Over the past few years, social networks have become an extremely powerful tool for every journalist, whether it’s here in the United States or elsewhere across the world. But social networks like Twitter and Facebook aren’t just a venue for sharing links or live-tweeting breaking news events, as great as that is — it’s also about the engagement one can have with readers and other fellow journalist. Knowing this, The Times of India has recently implemented a new policy that requires its journalism employees to hand over Twitter and Facebook passwords, as it looks to gain control of what they can and cannot post on their social accounts.

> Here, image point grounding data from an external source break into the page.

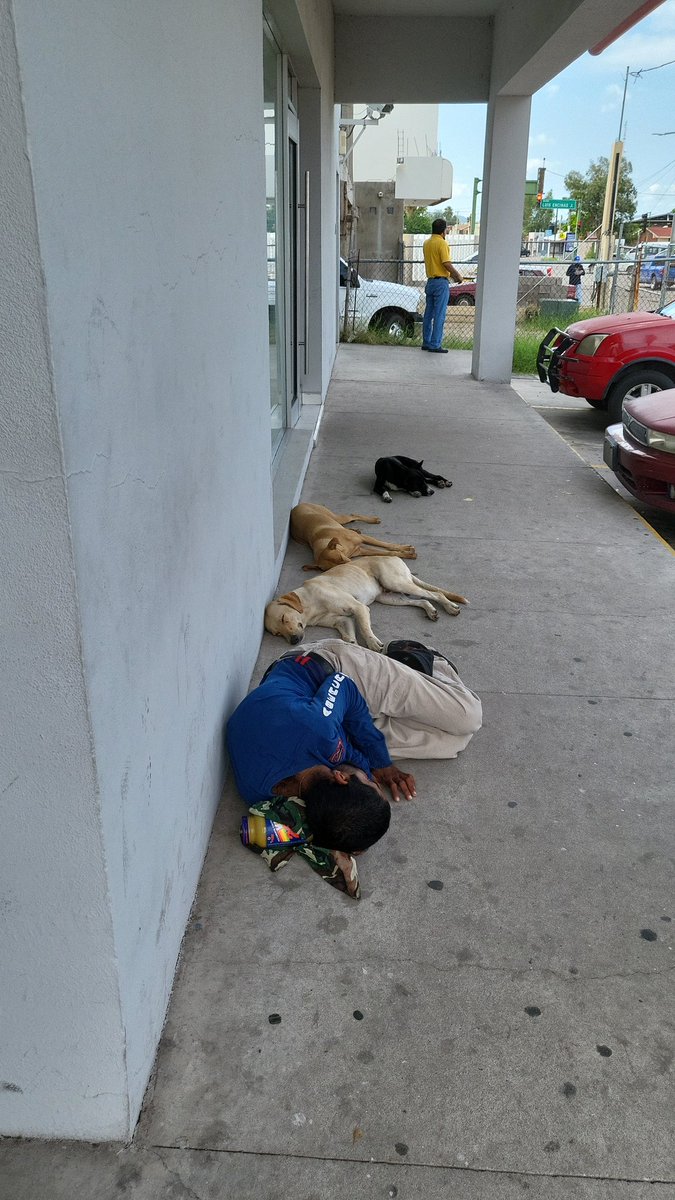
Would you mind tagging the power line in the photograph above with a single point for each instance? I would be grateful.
(643, 71)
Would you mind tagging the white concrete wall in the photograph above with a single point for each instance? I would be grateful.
(144, 135)
(61, 1044)
(413, 60)
(411, 130)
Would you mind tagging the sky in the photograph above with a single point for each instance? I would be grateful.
(575, 119)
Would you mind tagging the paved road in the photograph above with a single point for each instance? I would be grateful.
(583, 429)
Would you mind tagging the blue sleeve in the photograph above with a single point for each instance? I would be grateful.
(340, 699)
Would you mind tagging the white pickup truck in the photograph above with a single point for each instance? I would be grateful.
(375, 304)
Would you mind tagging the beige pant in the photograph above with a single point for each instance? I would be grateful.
(420, 717)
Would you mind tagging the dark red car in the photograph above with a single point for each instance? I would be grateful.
(608, 360)
(465, 293)
(641, 450)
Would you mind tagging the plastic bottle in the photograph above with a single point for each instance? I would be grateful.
(262, 832)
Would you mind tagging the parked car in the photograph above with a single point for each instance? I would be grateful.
(376, 304)
(609, 360)
(640, 451)
(463, 293)
(652, 271)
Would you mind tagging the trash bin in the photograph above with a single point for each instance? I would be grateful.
(559, 310)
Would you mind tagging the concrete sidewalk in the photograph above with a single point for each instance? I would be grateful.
(496, 1015)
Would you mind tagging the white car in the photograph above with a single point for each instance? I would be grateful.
(375, 304)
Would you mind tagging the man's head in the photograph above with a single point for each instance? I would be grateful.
(346, 810)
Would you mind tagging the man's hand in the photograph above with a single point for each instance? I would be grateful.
(395, 780)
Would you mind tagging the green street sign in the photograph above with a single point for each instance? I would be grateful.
(559, 204)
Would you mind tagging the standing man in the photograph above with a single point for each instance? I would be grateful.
(574, 273)
(437, 291)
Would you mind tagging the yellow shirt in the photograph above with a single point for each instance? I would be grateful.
(436, 252)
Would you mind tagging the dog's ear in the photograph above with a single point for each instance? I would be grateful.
(292, 600)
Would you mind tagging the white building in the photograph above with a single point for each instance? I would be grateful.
(156, 421)
(411, 131)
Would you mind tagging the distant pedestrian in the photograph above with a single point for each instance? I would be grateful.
(574, 273)
(438, 271)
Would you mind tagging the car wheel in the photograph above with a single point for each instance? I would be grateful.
(394, 323)
(639, 382)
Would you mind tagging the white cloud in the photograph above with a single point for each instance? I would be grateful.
(541, 139)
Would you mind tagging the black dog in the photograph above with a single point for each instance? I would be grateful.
(405, 474)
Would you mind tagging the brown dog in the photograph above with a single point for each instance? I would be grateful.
(332, 544)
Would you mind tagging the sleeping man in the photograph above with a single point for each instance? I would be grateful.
(326, 723)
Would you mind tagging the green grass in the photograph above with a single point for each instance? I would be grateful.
(529, 334)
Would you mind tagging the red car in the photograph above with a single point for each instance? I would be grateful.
(465, 293)
(641, 450)
(611, 359)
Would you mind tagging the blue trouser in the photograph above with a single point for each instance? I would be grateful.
(437, 292)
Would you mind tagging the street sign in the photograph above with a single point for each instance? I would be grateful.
(559, 204)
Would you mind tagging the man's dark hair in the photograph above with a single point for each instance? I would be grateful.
(346, 816)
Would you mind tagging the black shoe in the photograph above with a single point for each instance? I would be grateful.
(412, 654)
(438, 654)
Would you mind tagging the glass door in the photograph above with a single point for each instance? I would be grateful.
(281, 202)
(274, 205)
(292, 297)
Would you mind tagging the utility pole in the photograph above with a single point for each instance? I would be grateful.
(476, 191)
(609, 208)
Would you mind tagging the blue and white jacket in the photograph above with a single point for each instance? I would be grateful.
(291, 723)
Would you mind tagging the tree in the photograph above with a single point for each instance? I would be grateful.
(536, 220)
(589, 192)
(417, 221)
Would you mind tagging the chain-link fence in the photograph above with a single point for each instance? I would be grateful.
(383, 299)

The company shall be the owner of the access passwords, username and associated email address for the User Account, which shall be used by you on behalf of the Company to make posts. Company retains administration rights of the User Account, which shall be made accessible to the Company on demand. It is understood that sharing of such details of the User Account shall be an integral part of your contract with the Company and shall also be necessary for processing any settlement related to termination of such Contract.
According the report from Quartz, the new contract implemented by Benner, Coleman and Company Ltd., also known as The Times Group and publisher of The Times of India, also demands access even after an employee leaves the company. "The company may upload news or other material on the company User Account through any means, including automated upload streams, at its sole discretion, notwithstanding any termination of your contract with the company," reads another excerpt from the document. What’s more, Quartz says that reporters who have raised concerns over the situation have been told that this "will be addressed in due course" — which, as you can imagine, doesn’t sound promising at all.